Activism
Reflections on Intersectionality
Different forms of suffering cannot easily be quantified and compared.

Inspired by the fallout from a recent Twitter thread posted by Sarah Haider, I’d like to offer some passing thoughts on intersectionality. Originally conceived by Kimberlé Crenshaw as a way of highlighting bias against black women that did not fit neatly into the category of either racism or sexism, intersectionality has since expanded to include oppression based on class, LGBTQ, disability status, and so forth. The basic idea is that when two or more dimensions of oppression coincide in the same person (say, a black woman), she not only faces “double-discrimination” (racism and sexism), but she may also face a third kind of discrimination which is not reducible to the other two. Put simply, oppression is more than the sum of its parts.
Crenshaw’s original intent was narrow. She did not mean for intersectionality to become an all-encompassing thought system with its own epistemology, politics, aesthetics, and more. Indeed she has distanced herself from some of intersectionality’s modern purveyors, criticizing those who see it as a “grand theory of everything.” Nevertheless, that is exactly what it has become. The main problem with intersectionality is that it’s an armchair philosophy. Its purveyors do not look at the social world, gather evidence about it, and formulate theories based on what they see. Instead, they pontificate about the world from a distance.
Intersectionality is the ultimate betrayal of women’s rights.
— Sarah Haider 👾 (@SarahTheHaider) January 10, 2020
IF your feminism is intersectional, it is certainly bullshit.
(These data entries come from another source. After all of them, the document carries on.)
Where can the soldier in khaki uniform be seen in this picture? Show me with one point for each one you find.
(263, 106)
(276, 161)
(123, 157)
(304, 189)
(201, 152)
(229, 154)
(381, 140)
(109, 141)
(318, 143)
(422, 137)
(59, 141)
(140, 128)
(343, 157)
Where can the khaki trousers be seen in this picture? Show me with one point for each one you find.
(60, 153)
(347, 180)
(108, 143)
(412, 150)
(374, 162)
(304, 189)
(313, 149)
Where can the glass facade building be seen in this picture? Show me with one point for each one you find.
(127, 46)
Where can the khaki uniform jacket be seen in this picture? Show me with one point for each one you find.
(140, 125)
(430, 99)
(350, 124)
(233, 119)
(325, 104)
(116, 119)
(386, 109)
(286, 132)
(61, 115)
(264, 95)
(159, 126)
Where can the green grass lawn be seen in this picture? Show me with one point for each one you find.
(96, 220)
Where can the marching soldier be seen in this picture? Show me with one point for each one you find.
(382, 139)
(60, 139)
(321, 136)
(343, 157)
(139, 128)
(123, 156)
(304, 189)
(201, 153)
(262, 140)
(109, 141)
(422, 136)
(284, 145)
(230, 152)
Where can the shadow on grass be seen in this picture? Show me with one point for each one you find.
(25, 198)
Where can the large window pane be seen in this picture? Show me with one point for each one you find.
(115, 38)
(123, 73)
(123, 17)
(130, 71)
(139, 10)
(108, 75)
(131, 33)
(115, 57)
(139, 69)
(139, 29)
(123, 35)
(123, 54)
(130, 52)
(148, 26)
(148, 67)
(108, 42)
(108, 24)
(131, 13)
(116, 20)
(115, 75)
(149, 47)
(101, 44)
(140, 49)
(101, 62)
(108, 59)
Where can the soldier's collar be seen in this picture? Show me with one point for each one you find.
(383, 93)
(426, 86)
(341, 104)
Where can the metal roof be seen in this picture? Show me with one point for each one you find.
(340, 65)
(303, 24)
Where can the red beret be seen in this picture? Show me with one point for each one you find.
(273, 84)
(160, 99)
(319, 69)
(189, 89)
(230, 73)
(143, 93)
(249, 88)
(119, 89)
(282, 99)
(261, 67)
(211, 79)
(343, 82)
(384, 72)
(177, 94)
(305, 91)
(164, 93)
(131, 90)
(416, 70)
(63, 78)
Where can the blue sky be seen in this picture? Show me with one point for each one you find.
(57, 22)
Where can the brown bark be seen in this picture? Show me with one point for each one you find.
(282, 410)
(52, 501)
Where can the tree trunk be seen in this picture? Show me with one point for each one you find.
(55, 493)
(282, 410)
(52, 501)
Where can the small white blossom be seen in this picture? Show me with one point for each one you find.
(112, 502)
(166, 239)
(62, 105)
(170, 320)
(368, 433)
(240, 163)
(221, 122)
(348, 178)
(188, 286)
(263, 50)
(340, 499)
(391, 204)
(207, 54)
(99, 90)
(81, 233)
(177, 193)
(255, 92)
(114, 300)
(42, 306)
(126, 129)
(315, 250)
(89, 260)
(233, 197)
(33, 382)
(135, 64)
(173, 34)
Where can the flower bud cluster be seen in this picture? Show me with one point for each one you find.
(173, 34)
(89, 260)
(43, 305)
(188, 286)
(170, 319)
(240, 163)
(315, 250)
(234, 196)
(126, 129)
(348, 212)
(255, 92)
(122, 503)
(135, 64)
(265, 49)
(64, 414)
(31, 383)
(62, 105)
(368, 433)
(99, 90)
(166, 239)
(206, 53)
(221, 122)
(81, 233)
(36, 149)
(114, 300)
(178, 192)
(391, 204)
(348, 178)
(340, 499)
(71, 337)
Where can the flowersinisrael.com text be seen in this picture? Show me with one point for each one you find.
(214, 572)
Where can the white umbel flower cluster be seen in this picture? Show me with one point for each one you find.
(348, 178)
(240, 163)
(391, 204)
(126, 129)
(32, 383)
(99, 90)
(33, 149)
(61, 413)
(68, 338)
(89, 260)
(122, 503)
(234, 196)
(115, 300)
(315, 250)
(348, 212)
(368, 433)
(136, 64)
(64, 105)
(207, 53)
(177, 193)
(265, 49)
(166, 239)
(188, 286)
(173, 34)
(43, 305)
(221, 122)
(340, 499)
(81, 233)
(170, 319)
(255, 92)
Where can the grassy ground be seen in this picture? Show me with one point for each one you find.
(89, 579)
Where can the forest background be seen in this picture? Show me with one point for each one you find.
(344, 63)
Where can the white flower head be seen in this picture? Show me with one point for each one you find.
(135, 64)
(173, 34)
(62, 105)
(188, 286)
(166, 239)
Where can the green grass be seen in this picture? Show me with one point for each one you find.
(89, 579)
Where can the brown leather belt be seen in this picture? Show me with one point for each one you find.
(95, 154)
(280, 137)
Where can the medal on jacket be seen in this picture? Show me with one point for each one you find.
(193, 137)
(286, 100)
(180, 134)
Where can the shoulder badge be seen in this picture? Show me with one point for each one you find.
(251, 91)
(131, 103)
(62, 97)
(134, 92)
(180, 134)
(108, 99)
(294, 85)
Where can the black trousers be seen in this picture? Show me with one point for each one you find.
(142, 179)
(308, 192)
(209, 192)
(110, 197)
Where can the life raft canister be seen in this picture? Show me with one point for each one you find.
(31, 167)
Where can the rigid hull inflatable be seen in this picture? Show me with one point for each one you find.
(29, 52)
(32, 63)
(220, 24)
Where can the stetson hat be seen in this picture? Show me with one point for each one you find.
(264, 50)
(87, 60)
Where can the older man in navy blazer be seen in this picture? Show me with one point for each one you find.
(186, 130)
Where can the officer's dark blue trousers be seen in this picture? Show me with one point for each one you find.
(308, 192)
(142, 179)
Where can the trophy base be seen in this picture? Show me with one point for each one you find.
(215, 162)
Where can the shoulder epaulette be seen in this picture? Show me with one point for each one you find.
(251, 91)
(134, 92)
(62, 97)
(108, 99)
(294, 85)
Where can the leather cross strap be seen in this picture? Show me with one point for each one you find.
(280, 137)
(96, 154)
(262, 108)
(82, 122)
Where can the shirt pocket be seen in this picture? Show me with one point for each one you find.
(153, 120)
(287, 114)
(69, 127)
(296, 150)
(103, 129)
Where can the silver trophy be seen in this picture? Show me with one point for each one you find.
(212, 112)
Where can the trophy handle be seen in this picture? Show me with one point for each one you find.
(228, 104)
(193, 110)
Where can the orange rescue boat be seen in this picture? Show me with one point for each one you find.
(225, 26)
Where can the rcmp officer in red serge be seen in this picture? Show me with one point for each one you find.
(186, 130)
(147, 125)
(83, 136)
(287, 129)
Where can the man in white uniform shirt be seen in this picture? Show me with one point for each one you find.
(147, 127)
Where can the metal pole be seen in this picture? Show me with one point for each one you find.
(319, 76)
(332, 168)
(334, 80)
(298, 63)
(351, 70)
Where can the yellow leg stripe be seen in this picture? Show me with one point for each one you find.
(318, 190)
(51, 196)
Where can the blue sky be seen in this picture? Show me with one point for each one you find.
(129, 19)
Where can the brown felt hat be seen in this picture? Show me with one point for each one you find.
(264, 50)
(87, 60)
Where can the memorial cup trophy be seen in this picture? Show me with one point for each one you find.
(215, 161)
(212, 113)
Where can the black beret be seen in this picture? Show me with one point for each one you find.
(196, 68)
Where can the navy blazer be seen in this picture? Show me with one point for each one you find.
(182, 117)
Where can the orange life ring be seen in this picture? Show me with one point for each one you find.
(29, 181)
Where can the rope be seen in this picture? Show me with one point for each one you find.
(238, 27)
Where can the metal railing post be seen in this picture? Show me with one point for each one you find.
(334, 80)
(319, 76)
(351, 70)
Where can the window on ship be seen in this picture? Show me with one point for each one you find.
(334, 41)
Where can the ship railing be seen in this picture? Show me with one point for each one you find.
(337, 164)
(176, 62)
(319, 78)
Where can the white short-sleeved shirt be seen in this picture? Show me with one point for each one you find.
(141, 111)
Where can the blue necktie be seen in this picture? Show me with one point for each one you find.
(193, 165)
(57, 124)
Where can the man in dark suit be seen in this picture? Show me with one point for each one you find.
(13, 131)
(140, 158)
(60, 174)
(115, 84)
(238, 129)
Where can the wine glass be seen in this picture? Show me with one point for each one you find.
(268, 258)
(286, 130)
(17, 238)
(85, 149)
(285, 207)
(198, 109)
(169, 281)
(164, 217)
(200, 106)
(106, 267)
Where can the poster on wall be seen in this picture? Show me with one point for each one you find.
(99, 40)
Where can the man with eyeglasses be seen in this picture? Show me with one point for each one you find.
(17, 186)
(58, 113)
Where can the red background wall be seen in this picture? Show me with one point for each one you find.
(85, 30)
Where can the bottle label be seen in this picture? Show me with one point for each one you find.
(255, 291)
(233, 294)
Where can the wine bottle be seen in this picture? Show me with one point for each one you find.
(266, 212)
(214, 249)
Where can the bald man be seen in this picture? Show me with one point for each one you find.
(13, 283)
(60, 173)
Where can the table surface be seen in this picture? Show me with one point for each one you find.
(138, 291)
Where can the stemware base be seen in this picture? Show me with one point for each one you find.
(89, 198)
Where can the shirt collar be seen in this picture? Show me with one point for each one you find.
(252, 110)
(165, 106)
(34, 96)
As a result, intersectionality does not describe the real world very well. It’s not clear, for example, that black women are worse off than black men. Yes, black women are far more likely to suffer domestic violence and rape (two issues that Crenshaw highlighted in her original 1989 paper). But black men are far more likely to suffer incarceration, murder, and suicide. Moreover, black women have closed the social mobility gap with white women, while black men still lag far behind their white counterparts. Going further back in history, it was overwhelmingly black men, rather than women, who were lynched by white mobs in the Jim Crow era.